Edge Plasma Flux Measurements for Characterization of Non-Resonant Divertor Behavior on the Compact Toroidal Hybrid Experiment

Modeling studies investigating the non-resonant divertor concept have demonstrated resiliency of the plasma strike line locations to large changes in the equilibrium flux surface structure of CTH plasmas. To validate these predictions and characterize strike point locations for specific non-axisymmetric 3D magnetic equilibria, two Langmuir probe (LP) arrays have been developed for ion flux measurements at the edge of CTH plasmas. These LP arrays consist of a radially movable array with 25 probes positioned at the half-field period, and a fixed array with 12 probes at a limiting surface. Each array covers ~1 radian of poloidal extent and measures ion flux at a sampling rate of 500 kHz. These locations are where the measured ion flux is expected to undergo the greatest change when the edge flux surface structure transitions from a limited last closed flux surface to a chaotic edge boundary.

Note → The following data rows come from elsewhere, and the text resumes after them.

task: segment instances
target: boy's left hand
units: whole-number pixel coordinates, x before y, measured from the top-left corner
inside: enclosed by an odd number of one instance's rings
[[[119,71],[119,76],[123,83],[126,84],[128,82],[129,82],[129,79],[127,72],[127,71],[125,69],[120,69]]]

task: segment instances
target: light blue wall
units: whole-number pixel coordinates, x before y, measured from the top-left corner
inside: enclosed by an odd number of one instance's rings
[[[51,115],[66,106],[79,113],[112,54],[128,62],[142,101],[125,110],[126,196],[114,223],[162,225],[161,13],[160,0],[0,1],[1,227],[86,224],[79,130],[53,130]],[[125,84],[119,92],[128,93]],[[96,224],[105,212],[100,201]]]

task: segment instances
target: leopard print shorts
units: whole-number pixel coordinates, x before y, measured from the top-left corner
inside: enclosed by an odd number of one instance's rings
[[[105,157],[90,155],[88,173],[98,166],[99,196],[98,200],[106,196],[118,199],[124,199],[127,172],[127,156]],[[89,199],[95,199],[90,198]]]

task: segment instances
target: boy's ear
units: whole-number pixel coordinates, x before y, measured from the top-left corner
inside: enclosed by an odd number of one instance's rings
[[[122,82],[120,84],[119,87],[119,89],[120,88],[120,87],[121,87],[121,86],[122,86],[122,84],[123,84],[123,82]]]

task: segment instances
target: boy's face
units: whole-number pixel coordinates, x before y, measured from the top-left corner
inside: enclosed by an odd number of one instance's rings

This transition, produced by internal plasma current, accompanies field line chaos, loss of edge flux surfaces, and a change in magnetic topology near the half-field period appearing as a helical band that splits into two distinct strike lines. Preliminary measurements of the edge ion fluxes will be presented alongside the anticipated strike line positions derived from previous modeling efforts.